Exactly, here you're on your own. You have to instrument EFI Boot Guard
so that it's happy... which is convention and not enforced, currently.
Granted, this requires a lot of context knowledge how to integrate
things properly and seamlessly...
One common pattern is to have a "health" target and once that's reached
you start SWUpdate with according parameters (or set them yourself via
some glueing method). But again, that is convention, not enforced, and
it's currently the responsibility of the system integrator to get right.
> > I was running swupdate manually from the command line. No backend
> > involved, just the desire to intentionally break things. ;)
>
> The best way to reach the goal...:-D
If you would have used suricatta, you would have missed this :)

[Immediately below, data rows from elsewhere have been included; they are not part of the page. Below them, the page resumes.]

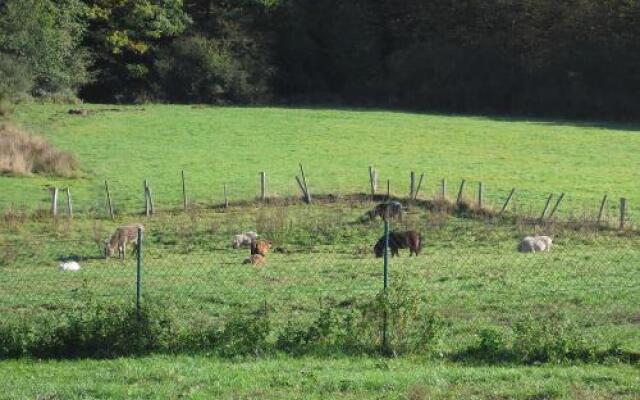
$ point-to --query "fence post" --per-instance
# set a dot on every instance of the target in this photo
(555, 207)
(69, 204)
(139, 272)
(460, 192)
(150, 200)
(443, 189)
(601, 210)
(623, 211)
(415, 195)
(546, 206)
(306, 187)
(412, 184)
(385, 327)
(147, 209)
(263, 186)
(372, 181)
(506, 203)
(54, 202)
(106, 188)
(184, 193)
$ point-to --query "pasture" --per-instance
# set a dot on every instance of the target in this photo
(217, 146)
(469, 273)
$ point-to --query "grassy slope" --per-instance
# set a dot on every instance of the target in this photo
(218, 145)
(198, 377)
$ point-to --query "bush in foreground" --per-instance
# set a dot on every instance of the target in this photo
(22, 154)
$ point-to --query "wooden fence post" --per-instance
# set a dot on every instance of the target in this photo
(372, 181)
(263, 186)
(184, 193)
(306, 187)
(109, 204)
(506, 203)
(375, 180)
(69, 204)
(623, 212)
(147, 208)
(555, 207)
(601, 210)
(150, 200)
(415, 195)
(54, 202)
(546, 206)
(301, 186)
(412, 184)
(460, 192)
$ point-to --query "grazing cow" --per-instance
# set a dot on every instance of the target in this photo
(534, 244)
(255, 259)
(69, 266)
(243, 239)
(391, 209)
(400, 240)
(120, 238)
(260, 246)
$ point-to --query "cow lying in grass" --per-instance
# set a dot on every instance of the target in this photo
(243, 239)
(534, 244)
(400, 240)
(255, 259)
(260, 246)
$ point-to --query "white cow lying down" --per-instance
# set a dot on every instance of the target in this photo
(69, 266)
(243, 239)
(532, 244)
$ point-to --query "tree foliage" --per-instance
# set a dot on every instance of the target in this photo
(40, 46)
(573, 57)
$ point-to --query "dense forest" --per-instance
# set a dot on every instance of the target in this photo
(577, 58)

> And yes, this can happen because the part deciding if previous update was ok,
> is missing. In most projects, if system is up and running, it is considered
> ok. That means the decision is done in SWUpdate's systemd run unit (or SystemV
> init script), see also glue logic under /usr/lib/swupdate. In some other
> cases, update is ok only if application is running, a migration of a custom
> database was ok, ad, and....that means is outside SWUpdate. SWUpdate supports
> all these use cases.
Yes, that's the codified context knowledge. Still, if you miss out on
one thing, the whole integration will crash and burn. And it's quite
easy to miss a thing...
The question is whether there is a generic pattern like the "health"
target I sketched above so that SWUpdate can handle and abstract
the bootloader interactions?
Then, any SWUpdate mode/module will behave the same and there's all
in one place reducing the need for having all the context knowledge...
> To avoid the issue you are seeing, the decsion should be done inside SWUpdate:
> something like a transiction TESTING ==> OK, because SWUpdate is running. But
> as I said, this can be done if it will be configurable, or it will break the
> use cases I mentioned.
This is essentially promoting the current suricatta behavior to all
SWUpdate modes/modules w/o the remote reporting part if not run from
a suricatta module. Would be a starter...
Kind regards,
Christian
--
Dr. Christian Storm
Siemens AG, Technology, T CED SES-DE
Otto-Hahn-Ring 6, 81739 München, Germany